# problem wih paint distorting/cracking casting pr



## Chris J (Jun 11, 2013)

Fellow turners,I am painting tubes black with small cans of paint from Michael's for feather casting ,but when I cast with the polyester resin the paint cracks and distorts and looks bad. Am I using the wrong paint?My tubes are clear acrylic.Can anyone help me with this? Thanks, Chris J.


----------



## mikespenturningz (Jun 11, 2013)

Try posting this in the blank making forum in the casting and stabilization area I am sure you will get some help there!


----------



## jttheclockman (Jun 11, 2013)

Chris J said:


> Fellow turners,I am painting tubes black with small cans of paint from Michael's for feather casting ,but when I cast with the polyester resin the paint cracks and distorts and looks bad. Am I using the wrong paint?My tubes are clear acrylic.Can anyone help me with this? Thanks, Chris J.


 

What does that mean??? (in red)

If I were you I would try some high heat paint such as used on barbaques. Get it in Home Centers. The best thing to do is powdercoat. Make sure paint has completely dried before casting. Very important!!!!


----------



## Ed McDonnell (Jun 11, 2013)

If you are using a solvent based spray paint, then the styrene in the PR is probably dissolving it.

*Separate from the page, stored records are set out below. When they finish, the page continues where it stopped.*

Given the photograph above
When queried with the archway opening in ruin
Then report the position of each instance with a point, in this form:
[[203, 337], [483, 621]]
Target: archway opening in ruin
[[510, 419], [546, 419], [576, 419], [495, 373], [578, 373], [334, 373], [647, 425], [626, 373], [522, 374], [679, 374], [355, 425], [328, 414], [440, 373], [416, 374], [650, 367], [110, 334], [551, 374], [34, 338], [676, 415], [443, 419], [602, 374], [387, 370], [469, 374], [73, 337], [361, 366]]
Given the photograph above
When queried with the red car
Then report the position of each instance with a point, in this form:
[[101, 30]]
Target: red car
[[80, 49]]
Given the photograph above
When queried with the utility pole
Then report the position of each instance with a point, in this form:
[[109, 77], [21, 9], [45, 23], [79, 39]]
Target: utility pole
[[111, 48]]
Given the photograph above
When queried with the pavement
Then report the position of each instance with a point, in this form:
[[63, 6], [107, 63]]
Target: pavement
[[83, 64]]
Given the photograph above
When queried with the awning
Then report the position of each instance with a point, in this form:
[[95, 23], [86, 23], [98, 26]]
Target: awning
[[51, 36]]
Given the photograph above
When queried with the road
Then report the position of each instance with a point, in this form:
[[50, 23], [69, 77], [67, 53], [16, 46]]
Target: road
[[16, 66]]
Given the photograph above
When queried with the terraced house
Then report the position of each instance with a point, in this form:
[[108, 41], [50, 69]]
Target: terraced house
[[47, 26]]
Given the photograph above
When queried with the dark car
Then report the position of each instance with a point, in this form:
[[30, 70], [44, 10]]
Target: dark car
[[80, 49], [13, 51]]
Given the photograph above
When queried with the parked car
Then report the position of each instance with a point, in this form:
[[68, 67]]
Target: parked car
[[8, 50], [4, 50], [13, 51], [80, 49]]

I've used water based acrylic paints with great success.  As long as the paint is completely dry it works well under the PR for me.  Brands you can find at Michaels will probably be Delta Ceramcoat, Folkart and DecoArt.

Ed


----------



## PenMan1 (Jun 12, 2013)

Try painting the hole in the blank, NOT the tube. What's causing the distortion is the glue.

I always paint the hole in the blank rather than the tube. Then, I use epoxy glue with 1 drop of acrylic paint the same color as what was used to reverse paint the blank. That ends the "crackle" or distorted look.

Respectfully submitted.


----------



## PenMan1 (Jun 12, 2013)

If you are embed casting, I've found that powder coat works MUCH better than any other paint I've used.


----------



## Chris J (Jun 26, 2013)

Thanks for the tip,the acrylic paint works great!


----------